Illinois also had struggled against Iowa’s zone in Sunday’s road loss.
Against Maryland, the Illini’s foul trouble forced them into some unusual lineups, which Underwood said was the biggest issue.
Underwood said he wasn’t worried about sitting Frazier because Illinois was in control of the game. He added, “It’s something we might think about differently now.”
2. The Illini can’t freeze.
The troublesome Maryland zone caused Illinois’ lead to evaporate even more after halftime.
The Illini missed their first 12 shots of the second half and went eight minutes without scoring a field goal to fall behind 53-44.
It was like watching a cold front move in after a sizzling summer day.
The Illini scored at a blistering rate to start the game, revving up the crowd with 29 points in the first nine minutes for a 29-15 lead.
They shot only 25.9% in the second half and 36.1% for the game. They made only 2 of 9 3-pointers after halftime.
3. Illinois can’t whiff at the free throw line.
Underwood correctly compared the Illini’s missed free throws to turnovers.
Illinois made only 14 of 24 free throws, while the Terrapins made 13 of 15. That’s 10 points they coughed up.
“You can’t miss free throws against the eighth-best team in the nation,” Underwood said. “Those are momentum plays.”
He said it takes a certain level of concentration for players to make free throws. Clearly the Illini were lacking at the line.
Giorgi Bezhanishvili missed all four of his free-throw attempts. He has made only 8 of 14 (57.1%) in Big Ten play. Kofi Cockburn made 7 of 10.
The Illini have three players who shoot worse than 70% at the line: Cockburn at 68.1%, Bezhanishvili at 64.4% and 65.4% from Kipper Nichols. They came into the game averaging 74% as a team but shot 58% against the Terps.
4. Pressure is building on Illinois.
This five-game stretch has long stood out on Illinois’ schedule.
An eight-game stretch has long stood out as the toughest part of Illinois’ schedule. They won the first three, at Purdue and Michigan and at home against Minnesota, but have dropped their last two at Iowa and at home against Maryland.

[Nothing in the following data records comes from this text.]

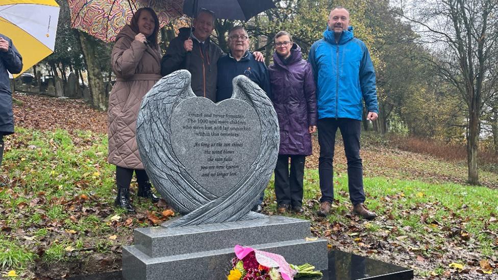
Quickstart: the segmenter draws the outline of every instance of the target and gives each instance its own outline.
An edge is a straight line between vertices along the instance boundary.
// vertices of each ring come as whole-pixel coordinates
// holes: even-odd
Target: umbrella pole
[[[188,38],[192,39],[192,29],[193,28],[194,16],[196,16],[194,13],[196,11],[197,6],[198,4],[197,0],[194,0],[193,5],[192,6],[192,18],[190,19],[190,32],[188,34]],[[185,57],[185,69],[188,70],[190,66],[190,57],[192,56],[192,51],[187,52],[187,56]]]

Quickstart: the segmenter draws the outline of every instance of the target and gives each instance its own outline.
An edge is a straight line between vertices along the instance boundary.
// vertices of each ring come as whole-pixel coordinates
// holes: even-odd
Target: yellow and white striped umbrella
[[[0,33],[22,56],[22,72],[54,52],[59,9],[55,0],[0,0]]]

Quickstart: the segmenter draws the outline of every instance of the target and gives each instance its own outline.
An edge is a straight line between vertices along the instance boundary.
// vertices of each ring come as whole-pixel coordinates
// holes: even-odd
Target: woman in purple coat
[[[303,176],[306,156],[311,155],[311,134],[316,131],[316,99],[311,66],[288,32],[273,39],[270,73],[273,106],[280,127],[280,149],[275,167],[278,212],[302,213]],[[290,173],[289,158],[290,158]]]

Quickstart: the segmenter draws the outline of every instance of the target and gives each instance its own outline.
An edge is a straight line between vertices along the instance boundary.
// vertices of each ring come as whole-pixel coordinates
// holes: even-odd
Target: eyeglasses
[[[240,40],[240,41],[244,42],[244,41],[247,40],[247,39],[249,39],[249,38],[247,36],[244,35],[242,35],[241,36],[239,36],[237,35],[233,35],[230,36],[230,40],[232,41],[237,41],[238,40]]]
[[[292,42],[289,42],[289,41],[284,41],[284,42],[278,42],[275,43],[275,46],[277,47],[280,47],[282,46],[289,46],[289,44],[292,43]]]

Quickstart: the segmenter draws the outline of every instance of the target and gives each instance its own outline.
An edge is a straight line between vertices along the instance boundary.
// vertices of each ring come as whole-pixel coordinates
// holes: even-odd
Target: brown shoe
[[[287,204],[281,204],[277,208],[277,213],[284,214],[287,213],[289,210],[289,206]]]
[[[328,215],[330,214],[330,210],[332,208],[332,205],[330,202],[323,201],[320,203],[320,209],[316,212],[316,214],[318,216],[327,217]]]
[[[362,203],[359,203],[353,207],[353,213],[363,217],[367,220],[373,220],[377,216],[375,212],[368,210]]]

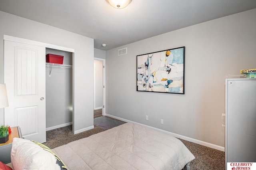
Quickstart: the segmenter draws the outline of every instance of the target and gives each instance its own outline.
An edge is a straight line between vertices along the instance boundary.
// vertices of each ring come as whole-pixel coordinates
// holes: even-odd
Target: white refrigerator
[[[256,162],[256,78],[226,81],[225,158]]]

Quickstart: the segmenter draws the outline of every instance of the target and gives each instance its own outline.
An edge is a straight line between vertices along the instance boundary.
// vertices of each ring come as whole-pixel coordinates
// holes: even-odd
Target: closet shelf
[[[70,69],[72,68],[73,67],[72,65],[68,65],[68,64],[56,64],[55,63],[46,63],[45,64],[46,66],[48,67],[56,67],[68,68]]]

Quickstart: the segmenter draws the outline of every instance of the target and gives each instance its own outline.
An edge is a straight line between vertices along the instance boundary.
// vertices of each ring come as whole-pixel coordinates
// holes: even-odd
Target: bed
[[[18,150],[26,144],[20,143],[16,146],[14,143],[14,146],[13,144],[14,148],[12,148],[11,158],[12,163],[14,161],[12,166],[16,170],[15,166],[20,167],[21,164],[26,163],[16,159],[32,156],[33,154],[29,153],[25,156],[17,155],[17,153],[21,152]],[[46,146],[42,147],[44,150],[50,150]],[[24,151],[27,152],[31,148],[28,146]],[[34,156],[33,162],[41,161],[41,164],[34,164],[33,168],[54,169],[50,167],[42,167],[54,164],[56,159],[56,164],[60,165],[60,169],[70,170],[190,170],[190,162],[195,158],[179,139],[132,123],[125,123],[47,151],[54,155],[55,159],[47,160],[45,164],[42,158],[48,156],[43,156],[40,154],[38,160],[34,160]],[[28,166],[31,166],[33,161],[26,162]],[[36,166],[41,169],[36,169]],[[60,167],[55,169],[60,169]]]

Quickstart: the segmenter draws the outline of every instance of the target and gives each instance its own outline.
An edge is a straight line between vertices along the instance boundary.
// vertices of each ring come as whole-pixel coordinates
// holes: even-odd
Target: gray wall
[[[49,48],[46,52],[46,54],[63,55],[63,64],[72,65],[72,53]],[[72,112],[72,69],[46,67],[46,128],[70,124]]]
[[[106,59],[106,51],[94,48],[94,57]]]
[[[93,128],[93,39],[2,11],[0,26],[0,83],[4,81],[4,35],[74,49],[73,130],[77,133]],[[3,111],[0,110],[0,124],[3,123]]]
[[[106,113],[224,147],[225,79],[255,67],[256,18],[254,9],[107,51]],[[184,95],[136,91],[137,55],[183,46]]]

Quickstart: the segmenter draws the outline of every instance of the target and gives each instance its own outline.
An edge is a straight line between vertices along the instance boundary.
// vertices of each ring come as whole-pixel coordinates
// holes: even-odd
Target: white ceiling
[[[0,0],[0,10],[93,38],[105,50],[255,8],[256,0],[132,0],[122,9],[106,0]]]

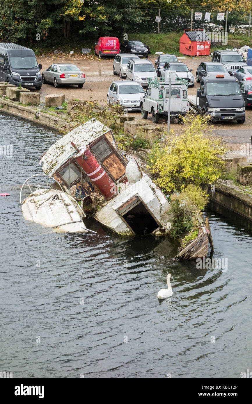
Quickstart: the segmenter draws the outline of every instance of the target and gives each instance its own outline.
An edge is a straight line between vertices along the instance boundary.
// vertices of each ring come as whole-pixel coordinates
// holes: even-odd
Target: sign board
[[[220,20],[220,21],[224,21],[224,13],[218,13],[217,15],[217,20]]]
[[[195,13],[194,19],[195,20],[201,20],[202,18],[202,13]]]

Illinois and the Terrapins came into the game tied for first place in the Big Ten. Now Maryland stands alone in first place with the Illini tied for second with their next opponent, Michigan State.
The glass-half-full perspective looks at Tuesday’s game in Champaign against the No. 11 Spartans as an opportunity to regain footing and avoid losing all the feel-good vibes from its strong start to conference play that included a seven-game winning streak that preceded the Iowa loss.

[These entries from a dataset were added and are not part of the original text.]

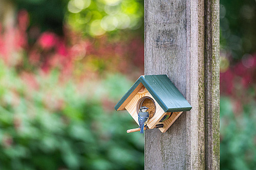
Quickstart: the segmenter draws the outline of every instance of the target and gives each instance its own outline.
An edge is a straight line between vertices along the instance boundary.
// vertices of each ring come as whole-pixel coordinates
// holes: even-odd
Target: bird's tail
[[[144,124],[142,125],[140,127],[140,133],[144,133]]]

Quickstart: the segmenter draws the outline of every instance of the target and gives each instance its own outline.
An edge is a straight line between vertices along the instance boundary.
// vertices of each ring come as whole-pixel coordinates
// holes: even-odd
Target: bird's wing
[[[148,118],[149,114],[148,112],[139,112],[139,124],[140,125],[140,127],[143,126],[143,124],[146,122]]]

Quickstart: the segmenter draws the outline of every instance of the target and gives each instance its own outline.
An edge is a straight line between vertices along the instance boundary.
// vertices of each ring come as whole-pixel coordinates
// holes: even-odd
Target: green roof
[[[115,106],[115,109],[117,110],[129,96],[135,95],[139,89],[137,89],[138,91],[132,93],[140,83],[145,86],[165,112],[189,111],[192,108],[167,75],[161,75],[140,76]]]

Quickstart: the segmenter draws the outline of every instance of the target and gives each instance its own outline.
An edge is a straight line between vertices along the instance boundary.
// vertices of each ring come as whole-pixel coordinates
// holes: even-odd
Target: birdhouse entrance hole
[[[148,108],[146,111],[150,114],[149,119],[150,119],[154,116],[155,113],[156,113],[156,107],[155,102],[150,97],[145,96],[141,98],[137,104],[137,114],[139,113],[140,108],[142,106],[146,106]]]

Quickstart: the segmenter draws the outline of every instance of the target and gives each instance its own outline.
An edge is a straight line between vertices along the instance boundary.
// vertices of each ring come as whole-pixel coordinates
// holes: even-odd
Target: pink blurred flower
[[[58,41],[57,35],[52,32],[46,32],[39,38],[38,43],[44,50],[49,50],[54,47]]]
[[[57,45],[57,52],[58,54],[63,56],[67,56],[68,50],[63,41],[60,41]]]
[[[18,23],[19,28],[26,31],[29,24],[29,13],[26,10],[21,10],[18,13]]]

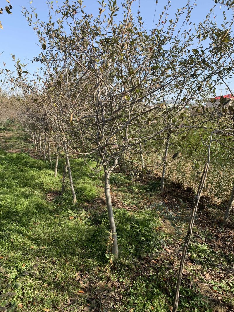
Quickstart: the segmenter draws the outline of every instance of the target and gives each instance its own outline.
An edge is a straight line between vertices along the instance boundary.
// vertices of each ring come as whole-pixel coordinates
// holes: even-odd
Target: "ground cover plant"
[[[55,178],[21,126],[9,122],[1,131],[2,310],[169,310],[193,194],[172,186],[162,194],[160,180],[133,184],[114,175],[120,253],[113,262],[103,181],[74,163],[76,183],[85,187],[73,204],[69,188],[61,193],[61,167]],[[212,209],[198,214],[180,311],[233,307],[233,234],[216,229]]]
[[[232,2],[150,30],[134,0],[33,2],[40,68],[0,72],[0,308],[233,310]]]

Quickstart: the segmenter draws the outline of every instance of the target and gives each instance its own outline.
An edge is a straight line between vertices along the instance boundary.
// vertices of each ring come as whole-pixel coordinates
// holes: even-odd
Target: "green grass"
[[[95,164],[71,159],[73,204],[68,181],[60,193],[62,159],[55,178],[48,162],[27,152],[33,146],[19,126],[9,123],[0,134],[0,311],[168,311],[177,271],[165,249],[183,232],[166,207],[145,203],[154,202],[158,181],[111,176],[119,250],[113,262],[102,174],[94,174]],[[175,236],[163,231],[159,216],[175,222]],[[193,241],[189,252],[202,271],[213,258],[225,260]],[[210,312],[194,276],[183,279],[178,311]],[[231,284],[214,282],[214,289],[230,294]]]
[[[29,147],[18,129],[17,133],[11,127],[0,130],[12,133],[6,139],[11,148]],[[115,310],[125,310],[127,306],[136,311],[152,307],[155,311],[167,310],[165,295],[158,289],[149,292],[150,283],[144,276],[136,277],[132,285],[126,277],[134,271],[134,263],[161,248],[161,234],[155,230],[159,220],[153,210],[115,210],[120,256],[113,266],[105,256],[110,246],[105,207],[100,212],[95,205],[84,208],[100,196],[100,177],[94,177],[83,161],[72,160],[77,203],[71,203],[68,184],[62,196],[48,201],[48,193],[60,190],[61,167],[55,178],[48,163],[1,147],[0,306],[7,311],[55,311],[76,296],[75,303],[68,305],[77,310],[76,307],[87,306],[89,297],[79,293],[84,289],[80,279],[76,280],[79,272],[86,276],[92,293],[98,291],[100,281],[111,285],[115,281],[120,285],[118,291],[122,288],[124,299]],[[124,285],[120,281],[122,275]],[[108,289],[111,295],[116,291],[114,286]],[[101,305],[101,301],[95,304]],[[111,299],[110,302],[111,306]]]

The Illini conclude the stretch with a week on the road at Rutgers and No. 22 Penn State.
A two-game losing streak is bearable. But is a longer losing streak?
The end goal for Illinois is still a strong seed for the Big Ten Tournament and an NCAA Tournament appearance, goals that are still well within reach.
Illinois’ DeMonte Williams shoots a 3-pointer against Maryland on Friday in Champaign.